We propose retaining the original image for improved classification performance. To this end, instead of cropping to the ROI, we applied a special case of mask, for which we coined the term “alpha mask”. In computer graphics, alpha refers to the level of opacity or transparency of an image, with 0% alpha being completely transparent, and 100% alpha being completely opaque. An alpha mask is a grayscale image M where each pixel value corresponds to the alpha, ranging from 0 to 1. The mask is applied with the following operation:

I^{'} = I ⊙ M

(1)

where

I

is the original skin image, and ⊙ is an operator for the element-by-element matrix multiplication. We arbitrarily set all pixel values in the alpha mask to 0.5, except for those belonging to the ROI, which we set to 1. In this way, we dimmed the image brightness in all places except for the ROI, effectively highlighting the area to be classified, but still retaining contextual information (Figure 3C). In this work, we refer to this scheme as “Alpha Mask” (AM).

In addition to retaining contextual information by operating on the entire original image, one might observe that the allergens of the last row in patch area 1, are adjacent to the allergens of the first row in patch area 2 (Figure 1). However, since each area corresponds to a different image, this contextual information is lost. To address this issue, we expanded each image under examination to incorporate pixels from its adjacent area. For images corresponding to patch area 1, we cropped 75 pixels from the corresponding patch area 2 and concatenated them at the bottom of the image. For images corresponding to patch area 2, we cropped 75 pixels from area 1 instead, and concatenated them at the top of the image. We named this scheme “Contextually Enhanced Alpha Mask” (CEAM). Figure 3D depicts the results obtained using this pre-processing scheme.

The evaluation of the three pre-processing schemes involved training an EfficientNetB0 with the configuration described in Section 2.2.1 on the Color image modality. We split the dataset into training and validation sets using a 70/30 split, ensuring that there was no overlap between patients in the two sets.
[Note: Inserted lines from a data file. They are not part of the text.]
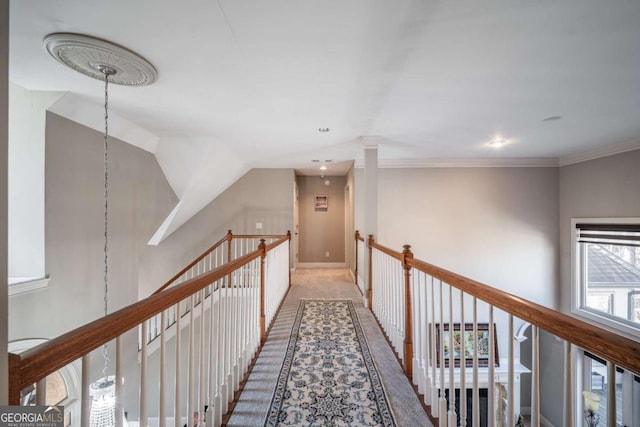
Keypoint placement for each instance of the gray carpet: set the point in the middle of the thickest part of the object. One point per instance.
(254, 402)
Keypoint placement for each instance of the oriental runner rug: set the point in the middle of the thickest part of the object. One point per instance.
(328, 377)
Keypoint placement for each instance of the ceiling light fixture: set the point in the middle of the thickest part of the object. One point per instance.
(498, 142)
(108, 63)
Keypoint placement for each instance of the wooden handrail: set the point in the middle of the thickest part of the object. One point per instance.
(38, 362)
(227, 238)
(258, 236)
(384, 249)
(215, 246)
(618, 349)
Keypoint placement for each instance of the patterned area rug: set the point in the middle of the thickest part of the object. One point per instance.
(328, 377)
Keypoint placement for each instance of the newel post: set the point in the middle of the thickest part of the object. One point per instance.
(14, 379)
(408, 326)
(262, 247)
(289, 260)
(229, 239)
(371, 241)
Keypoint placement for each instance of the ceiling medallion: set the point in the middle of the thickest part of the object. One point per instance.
(91, 56)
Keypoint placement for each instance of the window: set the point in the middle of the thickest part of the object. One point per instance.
(634, 306)
(606, 271)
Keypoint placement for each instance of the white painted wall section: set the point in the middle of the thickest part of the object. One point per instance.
(221, 169)
(27, 124)
(91, 114)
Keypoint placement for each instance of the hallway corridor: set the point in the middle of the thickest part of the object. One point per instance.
(254, 402)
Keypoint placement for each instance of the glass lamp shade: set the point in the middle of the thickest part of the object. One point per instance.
(591, 401)
(103, 403)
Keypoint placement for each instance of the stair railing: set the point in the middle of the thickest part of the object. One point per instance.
(221, 336)
(230, 247)
(443, 327)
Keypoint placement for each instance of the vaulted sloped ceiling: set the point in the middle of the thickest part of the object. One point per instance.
(246, 84)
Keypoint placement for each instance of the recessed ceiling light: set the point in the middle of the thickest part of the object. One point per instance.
(497, 143)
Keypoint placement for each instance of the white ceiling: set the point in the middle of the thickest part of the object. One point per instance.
(428, 79)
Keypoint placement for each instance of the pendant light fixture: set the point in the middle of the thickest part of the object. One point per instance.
(114, 64)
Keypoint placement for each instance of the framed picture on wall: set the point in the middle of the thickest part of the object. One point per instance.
(322, 203)
(444, 335)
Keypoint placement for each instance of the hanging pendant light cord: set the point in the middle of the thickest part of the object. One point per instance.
(105, 349)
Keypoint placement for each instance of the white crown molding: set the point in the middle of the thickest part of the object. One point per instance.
(322, 265)
(596, 153)
(27, 285)
(464, 163)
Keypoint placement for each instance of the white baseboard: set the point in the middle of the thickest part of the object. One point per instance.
(526, 410)
(545, 422)
(322, 265)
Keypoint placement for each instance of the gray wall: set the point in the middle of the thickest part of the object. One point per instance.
(606, 187)
(261, 195)
(322, 231)
(4, 125)
(495, 225)
(139, 199)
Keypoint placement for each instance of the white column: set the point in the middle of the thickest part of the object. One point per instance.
(4, 125)
(370, 202)
(162, 413)
(85, 408)
(143, 375)
(27, 124)
(118, 385)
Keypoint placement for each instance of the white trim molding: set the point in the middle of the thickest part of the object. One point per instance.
(20, 285)
(531, 162)
(322, 265)
(596, 153)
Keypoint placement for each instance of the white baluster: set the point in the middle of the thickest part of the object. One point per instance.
(432, 343)
(492, 378)
(201, 371)
(476, 381)
(453, 417)
(118, 380)
(511, 410)
(162, 412)
(143, 377)
(177, 408)
(535, 376)
(611, 394)
(463, 366)
(41, 392)
(191, 381)
(443, 401)
(212, 359)
(85, 408)
(416, 311)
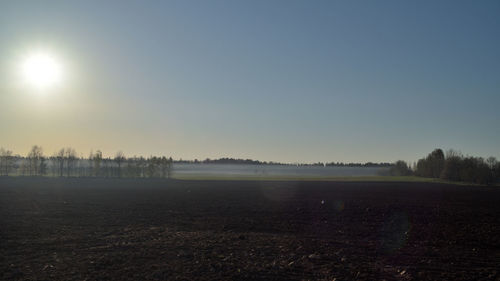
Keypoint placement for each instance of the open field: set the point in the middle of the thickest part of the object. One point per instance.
(112, 229)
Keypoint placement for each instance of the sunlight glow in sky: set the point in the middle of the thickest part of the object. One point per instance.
(292, 81)
(41, 70)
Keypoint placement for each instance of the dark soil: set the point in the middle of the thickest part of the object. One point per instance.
(112, 229)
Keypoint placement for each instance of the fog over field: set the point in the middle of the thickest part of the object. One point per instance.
(274, 170)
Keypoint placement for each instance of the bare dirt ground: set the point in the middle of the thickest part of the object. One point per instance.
(112, 229)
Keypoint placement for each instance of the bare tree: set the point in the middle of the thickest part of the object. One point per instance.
(35, 157)
(96, 162)
(6, 161)
(58, 158)
(491, 161)
(71, 158)
(119, 159)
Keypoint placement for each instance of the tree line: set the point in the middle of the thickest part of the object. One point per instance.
(452, 166)
(66, 163)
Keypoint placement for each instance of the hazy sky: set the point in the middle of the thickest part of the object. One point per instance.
(294, 81)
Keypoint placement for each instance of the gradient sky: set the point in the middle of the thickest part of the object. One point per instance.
(292, 81)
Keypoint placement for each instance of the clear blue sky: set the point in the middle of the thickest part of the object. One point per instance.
(294, 81)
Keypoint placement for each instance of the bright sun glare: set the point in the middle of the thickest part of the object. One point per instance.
(41, 70)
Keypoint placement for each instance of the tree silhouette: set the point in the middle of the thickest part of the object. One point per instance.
(119, 159)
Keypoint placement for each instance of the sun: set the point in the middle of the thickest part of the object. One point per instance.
(41, 70)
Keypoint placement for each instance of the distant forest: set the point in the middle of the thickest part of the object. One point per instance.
(66, 163)
(452, 165)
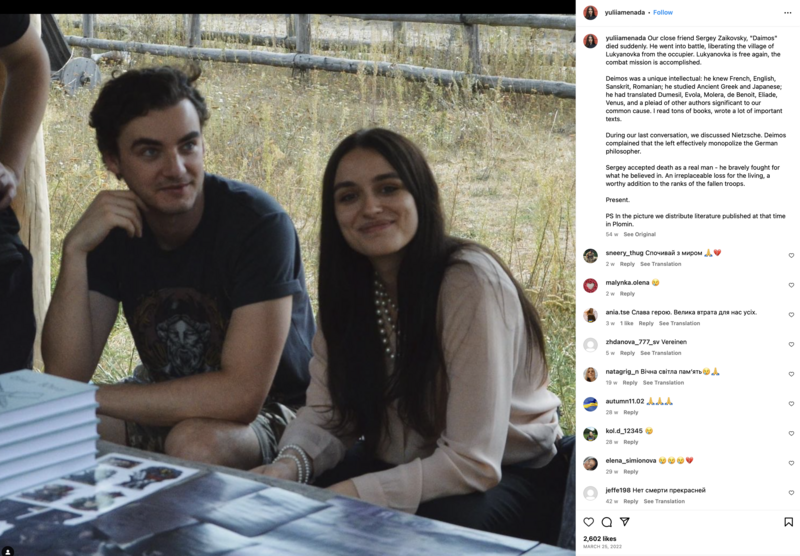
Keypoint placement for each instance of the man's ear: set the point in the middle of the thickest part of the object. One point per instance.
(112, 163)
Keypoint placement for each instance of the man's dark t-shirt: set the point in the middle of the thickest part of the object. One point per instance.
(178, 303)
(12, 27)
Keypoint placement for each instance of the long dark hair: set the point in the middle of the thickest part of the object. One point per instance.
(361, 386)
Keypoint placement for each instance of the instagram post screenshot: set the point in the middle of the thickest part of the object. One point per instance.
(687, 279)
(374, 284)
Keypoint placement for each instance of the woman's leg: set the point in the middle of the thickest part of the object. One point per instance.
(356, 462)
(527, 503)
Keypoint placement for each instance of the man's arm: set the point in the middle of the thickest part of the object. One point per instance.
(250, 355)
(28, 81)
(78, 321)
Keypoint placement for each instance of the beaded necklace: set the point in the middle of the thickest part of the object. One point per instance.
(386, 325)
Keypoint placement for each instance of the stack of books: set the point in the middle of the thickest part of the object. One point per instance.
(48, 428)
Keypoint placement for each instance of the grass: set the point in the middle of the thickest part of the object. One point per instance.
(505, 162)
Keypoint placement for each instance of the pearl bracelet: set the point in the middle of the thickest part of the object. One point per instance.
(300, 469)
(304, 470)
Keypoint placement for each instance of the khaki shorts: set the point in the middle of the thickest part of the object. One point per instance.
(268, 426)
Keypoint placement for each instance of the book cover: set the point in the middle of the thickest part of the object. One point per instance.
(28, 395)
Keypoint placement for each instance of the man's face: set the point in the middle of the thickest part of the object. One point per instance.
(161, 159)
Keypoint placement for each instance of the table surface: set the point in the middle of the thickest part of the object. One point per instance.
(309, 491)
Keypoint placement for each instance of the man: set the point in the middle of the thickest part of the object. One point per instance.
(209, 275)
(27, 69)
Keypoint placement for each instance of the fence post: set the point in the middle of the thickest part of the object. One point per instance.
(194, 30)
(303, 28)
(471, 36)
(88, 33)
(289, 25)
(398, 32)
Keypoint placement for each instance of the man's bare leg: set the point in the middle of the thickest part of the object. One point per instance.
(112, 429)
(216, 442)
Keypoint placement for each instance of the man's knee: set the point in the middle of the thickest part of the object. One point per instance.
(212, 441)
(196, 440)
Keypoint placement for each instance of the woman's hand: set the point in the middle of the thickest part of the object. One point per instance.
(285, 469)
(345, 488)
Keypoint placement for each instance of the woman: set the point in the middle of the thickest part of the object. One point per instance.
(427, 348)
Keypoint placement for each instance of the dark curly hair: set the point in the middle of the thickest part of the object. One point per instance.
(134, 93)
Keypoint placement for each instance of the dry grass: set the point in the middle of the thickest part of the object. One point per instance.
(505, 162)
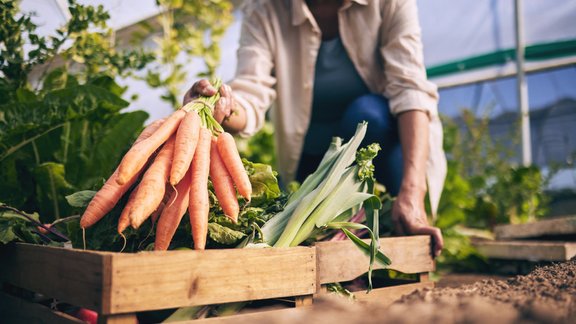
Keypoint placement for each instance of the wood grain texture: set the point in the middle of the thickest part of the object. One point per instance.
(15, 310)
(71, 276)
(550, 227)
(158, 280)
(118, 319)
(343, 261)
(527, 250)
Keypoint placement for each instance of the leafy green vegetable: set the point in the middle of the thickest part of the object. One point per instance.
(80, 199)
(264, 182)
(16, 228)
(224, 235)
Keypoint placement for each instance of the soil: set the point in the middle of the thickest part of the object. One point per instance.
(546, 295)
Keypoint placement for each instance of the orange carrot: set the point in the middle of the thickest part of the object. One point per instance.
(231, 158)
(172, 214)
(165, 201)
(137, 156)
(199, 205)
(185, 145)
(124, 220)
(111, 192)
(223, 184)
(153, 186)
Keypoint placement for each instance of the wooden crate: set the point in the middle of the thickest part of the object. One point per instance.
(534, 251)
(118, 285)
(559, 226)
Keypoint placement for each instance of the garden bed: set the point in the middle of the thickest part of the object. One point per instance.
(546, 295)
(119, 285)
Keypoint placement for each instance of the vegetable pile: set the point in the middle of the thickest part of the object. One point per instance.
(168, 168)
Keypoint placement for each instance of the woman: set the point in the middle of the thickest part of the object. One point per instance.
(327, 65)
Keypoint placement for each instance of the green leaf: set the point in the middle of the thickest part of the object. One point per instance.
(116, 138)
(80, 199)
(52, 187)
(56, 79)
(7, 234)
(224, 235)
(264, 182)
(16, 227)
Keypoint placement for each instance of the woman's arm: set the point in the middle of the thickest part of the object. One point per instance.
(408, 213)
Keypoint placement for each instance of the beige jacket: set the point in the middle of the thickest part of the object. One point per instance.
(279, 43)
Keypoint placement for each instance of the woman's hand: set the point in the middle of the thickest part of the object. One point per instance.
(409, 218)
(224, 108)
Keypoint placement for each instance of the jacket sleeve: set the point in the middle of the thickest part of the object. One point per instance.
(407, 87)
(253, 84)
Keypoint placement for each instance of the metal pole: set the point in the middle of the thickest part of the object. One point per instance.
(522, 86)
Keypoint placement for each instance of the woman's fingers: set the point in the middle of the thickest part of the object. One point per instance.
(199, 88)
(204, 88)
(225, 106)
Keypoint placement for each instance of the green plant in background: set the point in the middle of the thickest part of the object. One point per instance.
(505, 192)
(483, 188)
(188, 29)
(61, 125)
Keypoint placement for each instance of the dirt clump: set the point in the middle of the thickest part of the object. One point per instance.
(546, 295)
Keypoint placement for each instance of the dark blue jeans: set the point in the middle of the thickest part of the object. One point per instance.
(382, 129)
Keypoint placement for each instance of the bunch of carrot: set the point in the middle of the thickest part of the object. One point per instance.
(171, 161)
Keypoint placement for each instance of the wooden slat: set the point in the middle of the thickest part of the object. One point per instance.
(118, 319)
(386, 296)
(158, 280)
(527, 250)
(549, 227)
(343, 261)
(15, 310)
(68, 275)
(288, 315)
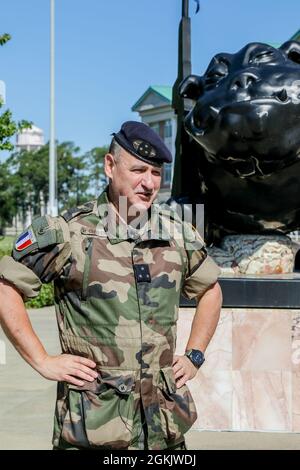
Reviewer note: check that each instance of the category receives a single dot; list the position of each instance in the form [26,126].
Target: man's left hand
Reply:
[183,369]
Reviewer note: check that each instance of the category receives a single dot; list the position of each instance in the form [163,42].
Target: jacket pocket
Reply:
[176,406]
[100,414]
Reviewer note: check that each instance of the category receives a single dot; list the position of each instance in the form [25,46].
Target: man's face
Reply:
[132,178]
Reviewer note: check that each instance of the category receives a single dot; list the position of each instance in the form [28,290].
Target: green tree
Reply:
[29,178]
[95,164]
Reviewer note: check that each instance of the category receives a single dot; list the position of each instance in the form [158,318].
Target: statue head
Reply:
[246,114]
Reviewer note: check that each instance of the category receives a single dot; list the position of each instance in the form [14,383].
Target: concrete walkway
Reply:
[27,404]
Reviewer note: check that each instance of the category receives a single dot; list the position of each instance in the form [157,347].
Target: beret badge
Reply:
[144,149]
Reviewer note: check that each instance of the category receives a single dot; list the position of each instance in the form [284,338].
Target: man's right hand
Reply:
[67,368]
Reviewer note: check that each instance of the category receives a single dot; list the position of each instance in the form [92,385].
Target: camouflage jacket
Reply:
[116,299]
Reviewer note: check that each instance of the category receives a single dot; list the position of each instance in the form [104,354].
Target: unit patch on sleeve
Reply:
[25,240]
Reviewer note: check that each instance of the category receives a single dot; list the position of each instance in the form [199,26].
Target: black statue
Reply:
[246,123]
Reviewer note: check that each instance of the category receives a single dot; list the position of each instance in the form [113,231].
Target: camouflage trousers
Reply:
[142,443]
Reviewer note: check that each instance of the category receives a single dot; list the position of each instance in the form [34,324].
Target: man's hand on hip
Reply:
[67,368]
[183,370]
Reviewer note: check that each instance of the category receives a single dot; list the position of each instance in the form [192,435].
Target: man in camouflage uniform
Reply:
[117,288]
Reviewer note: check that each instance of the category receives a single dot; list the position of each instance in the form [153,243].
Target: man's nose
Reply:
[243,80]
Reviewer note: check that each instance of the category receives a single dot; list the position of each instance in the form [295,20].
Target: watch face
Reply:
[197,357]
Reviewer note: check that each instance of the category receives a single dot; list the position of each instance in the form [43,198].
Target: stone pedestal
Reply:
[255,254]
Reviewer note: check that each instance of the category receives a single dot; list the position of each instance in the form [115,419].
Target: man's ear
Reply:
[109,164]
[292,50]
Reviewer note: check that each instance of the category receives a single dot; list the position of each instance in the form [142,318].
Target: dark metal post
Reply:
[178,103]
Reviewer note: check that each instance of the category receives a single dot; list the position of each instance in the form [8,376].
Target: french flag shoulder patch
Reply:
[25,240]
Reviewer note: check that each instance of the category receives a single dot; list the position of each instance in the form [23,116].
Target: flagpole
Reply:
[52,149]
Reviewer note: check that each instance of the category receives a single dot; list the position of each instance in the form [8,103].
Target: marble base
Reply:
[250,380]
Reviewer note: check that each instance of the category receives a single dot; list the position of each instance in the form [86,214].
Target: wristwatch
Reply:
[195,356]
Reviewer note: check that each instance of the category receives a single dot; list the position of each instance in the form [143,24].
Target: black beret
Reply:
[143,142]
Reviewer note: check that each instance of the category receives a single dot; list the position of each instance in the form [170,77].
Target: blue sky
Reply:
[109,51]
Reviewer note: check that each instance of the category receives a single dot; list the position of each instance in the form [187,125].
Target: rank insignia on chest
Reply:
[25,240]
[142,273]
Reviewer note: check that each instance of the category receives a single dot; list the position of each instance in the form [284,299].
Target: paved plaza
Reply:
[27,403]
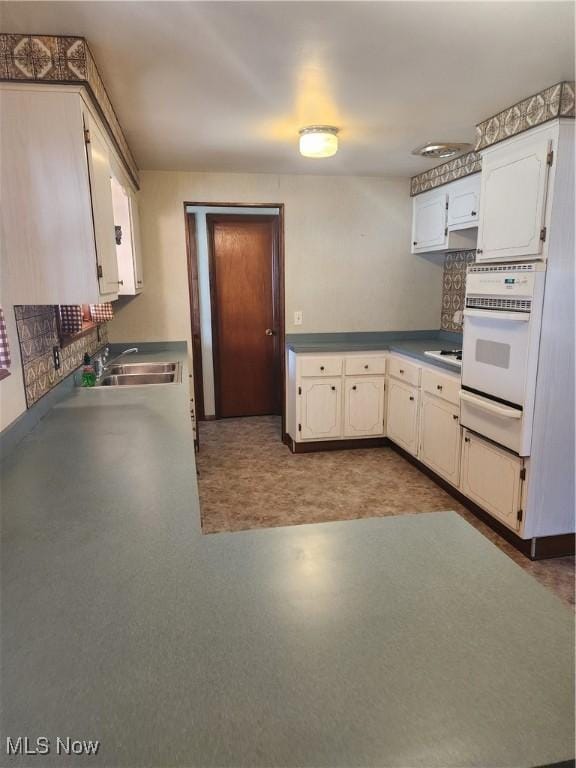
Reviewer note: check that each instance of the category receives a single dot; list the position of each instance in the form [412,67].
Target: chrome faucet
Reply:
[102,367]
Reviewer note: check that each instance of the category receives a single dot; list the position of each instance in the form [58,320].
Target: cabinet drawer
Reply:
[401,369]
[313,365]
[358,366]
[446,387]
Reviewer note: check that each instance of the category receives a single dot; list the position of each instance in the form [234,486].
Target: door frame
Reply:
[278,277]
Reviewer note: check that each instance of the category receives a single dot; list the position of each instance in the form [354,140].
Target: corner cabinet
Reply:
[57,214]
[335,396]
[514,190]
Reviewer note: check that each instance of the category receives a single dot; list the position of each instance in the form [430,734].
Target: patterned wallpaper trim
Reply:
[454,287]
[556,101]
[443,174]
[63,60]
[38,335]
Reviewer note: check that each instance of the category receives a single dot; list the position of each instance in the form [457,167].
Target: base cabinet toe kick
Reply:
[349,400]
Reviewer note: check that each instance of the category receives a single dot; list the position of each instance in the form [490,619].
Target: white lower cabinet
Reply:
[363,406]
[402,416]
[320,408]
[493,478]
[440,437]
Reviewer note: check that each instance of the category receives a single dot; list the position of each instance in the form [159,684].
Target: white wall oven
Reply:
[502,318]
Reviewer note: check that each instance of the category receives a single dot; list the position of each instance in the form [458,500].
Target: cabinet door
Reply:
[102,209]
[429,222]
[464,202]
[136,242]
[402,415]
[513,199]
[363,406]
[492,478]
[320,409]
[440,438]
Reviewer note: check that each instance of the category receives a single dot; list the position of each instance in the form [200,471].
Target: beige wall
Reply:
[348,266]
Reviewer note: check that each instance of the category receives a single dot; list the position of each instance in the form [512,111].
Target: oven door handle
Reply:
[497,314]
[488,405]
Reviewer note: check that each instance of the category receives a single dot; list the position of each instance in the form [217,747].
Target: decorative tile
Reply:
[37,335]
[62,59]
[555,101]
[453,287]
[445,173]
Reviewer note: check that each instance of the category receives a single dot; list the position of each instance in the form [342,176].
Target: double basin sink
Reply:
[131,374]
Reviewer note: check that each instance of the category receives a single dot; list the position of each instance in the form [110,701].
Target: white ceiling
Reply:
[219,86]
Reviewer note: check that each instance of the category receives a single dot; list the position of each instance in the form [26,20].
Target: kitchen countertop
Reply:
[402,343]
[382,642]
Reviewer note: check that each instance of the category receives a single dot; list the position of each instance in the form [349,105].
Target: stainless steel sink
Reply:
[137,374]
[142,368]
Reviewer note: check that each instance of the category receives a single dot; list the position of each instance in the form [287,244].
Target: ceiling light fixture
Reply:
[441,149]
[319,141]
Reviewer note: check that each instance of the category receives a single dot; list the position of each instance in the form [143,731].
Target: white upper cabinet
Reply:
[464,202]
[429,230]
[102,207]
[364,406]
[513,197]
[48,254]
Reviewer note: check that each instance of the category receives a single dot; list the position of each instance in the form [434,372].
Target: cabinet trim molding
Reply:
[63,60]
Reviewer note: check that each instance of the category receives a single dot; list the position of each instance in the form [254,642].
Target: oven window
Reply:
[493,353]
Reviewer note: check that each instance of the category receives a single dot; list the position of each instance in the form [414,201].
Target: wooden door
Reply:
[513,199]
[363,406]
[429,222]
[320,409]
[402,416]
[102,209]
[492,478]
[245,306]
[440,437]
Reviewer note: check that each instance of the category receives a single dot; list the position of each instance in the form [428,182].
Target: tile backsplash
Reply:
[453,287]
[37,336]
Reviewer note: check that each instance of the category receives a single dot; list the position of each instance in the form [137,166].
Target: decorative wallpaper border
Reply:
[63,60]
[555,101]
[443,174]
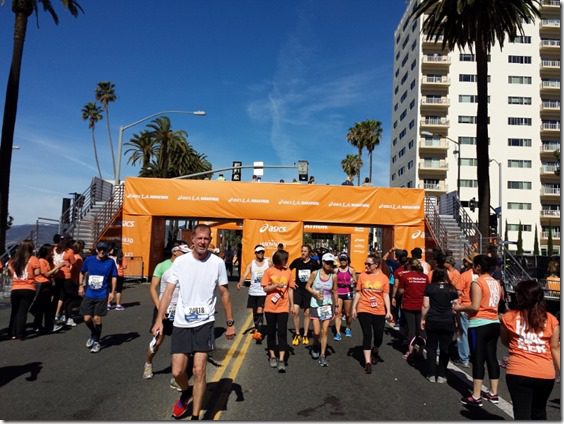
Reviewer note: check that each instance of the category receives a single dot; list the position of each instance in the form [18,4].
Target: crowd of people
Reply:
[430,304]
[57,284]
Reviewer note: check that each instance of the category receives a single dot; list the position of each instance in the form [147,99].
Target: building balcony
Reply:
[434,188]
[550,127]
[550,192]
[550,4]
[433,145]
[433,166]
[435,82]
[434,103]
[432,124]
[435,61]
[549,214]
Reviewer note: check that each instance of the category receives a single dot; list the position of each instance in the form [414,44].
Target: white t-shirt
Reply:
[198,281]
[255,289]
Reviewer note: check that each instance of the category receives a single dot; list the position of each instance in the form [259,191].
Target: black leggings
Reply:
[371,324]
[441,337]
[483,349]
[276,325]
[529,396]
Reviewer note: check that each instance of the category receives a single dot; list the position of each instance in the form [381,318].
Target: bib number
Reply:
[95,282]
[325,312]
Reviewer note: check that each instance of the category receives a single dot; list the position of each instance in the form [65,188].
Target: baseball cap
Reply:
[328,257]
[102,245]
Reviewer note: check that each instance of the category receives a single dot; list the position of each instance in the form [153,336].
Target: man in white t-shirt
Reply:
[201,277]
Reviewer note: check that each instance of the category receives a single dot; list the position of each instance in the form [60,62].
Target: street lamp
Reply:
[456,152]
[500,188]
[124,127]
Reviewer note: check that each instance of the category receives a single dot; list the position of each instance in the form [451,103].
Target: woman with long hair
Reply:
[483,330]
[346,279]
[532,336]
[21,270]
[437,320]
[278,284]
[322,285]
[371,305]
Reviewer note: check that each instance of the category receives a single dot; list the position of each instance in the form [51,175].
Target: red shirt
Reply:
[414,284]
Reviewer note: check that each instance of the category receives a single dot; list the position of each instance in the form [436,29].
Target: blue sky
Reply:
[280,82]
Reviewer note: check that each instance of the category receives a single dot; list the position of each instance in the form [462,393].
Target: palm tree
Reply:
[141,149]
[351,165]
[22,9]
[93,113]
[477,25]
[106,94]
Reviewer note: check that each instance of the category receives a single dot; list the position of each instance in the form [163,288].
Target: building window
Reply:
[519,121]
[522,39]
[466,119]
[519,185]
[519,59]
[519,142]
[469,183]
[519,79]
[517,163]
[467,140]
[515,227]
[519,206]
[519,100]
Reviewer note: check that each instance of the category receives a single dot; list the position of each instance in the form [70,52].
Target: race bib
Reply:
[325,312]
[275,298]
[95,282]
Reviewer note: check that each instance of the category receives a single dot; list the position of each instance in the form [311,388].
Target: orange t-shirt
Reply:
[463,285]
[24,281]
[491,294]
[372,288]
[275,275]
[529,353]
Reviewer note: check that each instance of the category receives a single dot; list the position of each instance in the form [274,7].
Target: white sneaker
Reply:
[148,371]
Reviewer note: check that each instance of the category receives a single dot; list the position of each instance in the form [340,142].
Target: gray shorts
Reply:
[94,307]
[192,340]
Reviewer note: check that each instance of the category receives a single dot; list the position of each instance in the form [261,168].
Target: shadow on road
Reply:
[10,373]
[217,395]
[117,339]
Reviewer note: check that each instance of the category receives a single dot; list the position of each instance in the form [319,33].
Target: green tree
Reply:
[520,240]
[22,10]
[92,113]
[141,148]
[477,25]
[351,165]
[536,250]
[106,94]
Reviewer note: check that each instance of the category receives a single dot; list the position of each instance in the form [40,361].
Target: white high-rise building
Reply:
[434,123]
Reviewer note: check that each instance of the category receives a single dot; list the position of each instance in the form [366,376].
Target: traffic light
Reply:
[236,171]
[472,204]
[302,170]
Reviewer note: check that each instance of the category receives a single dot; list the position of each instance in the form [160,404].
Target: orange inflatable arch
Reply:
[272,213]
We then independently trained and evaluated the model three times, once for each pre-processing scheme, using the exact same data split. To convert the multiclass problem into a binary classification problem, we collapsed the labels into binary values by considering “none” as the “negative” label, and the rest as the “positive” label. For each scheme, we calculated the

F 1

score, accuracy, specificity, recall, and precision. The details on how these are calculated can be found in Appendix D. To determine whether there was a statistically significant difference between the three pre-processing schemes, we applied McNemar’s test to the validation results. Appendix E provides a detailed explanation of how p-values are calculated using the McNemar test.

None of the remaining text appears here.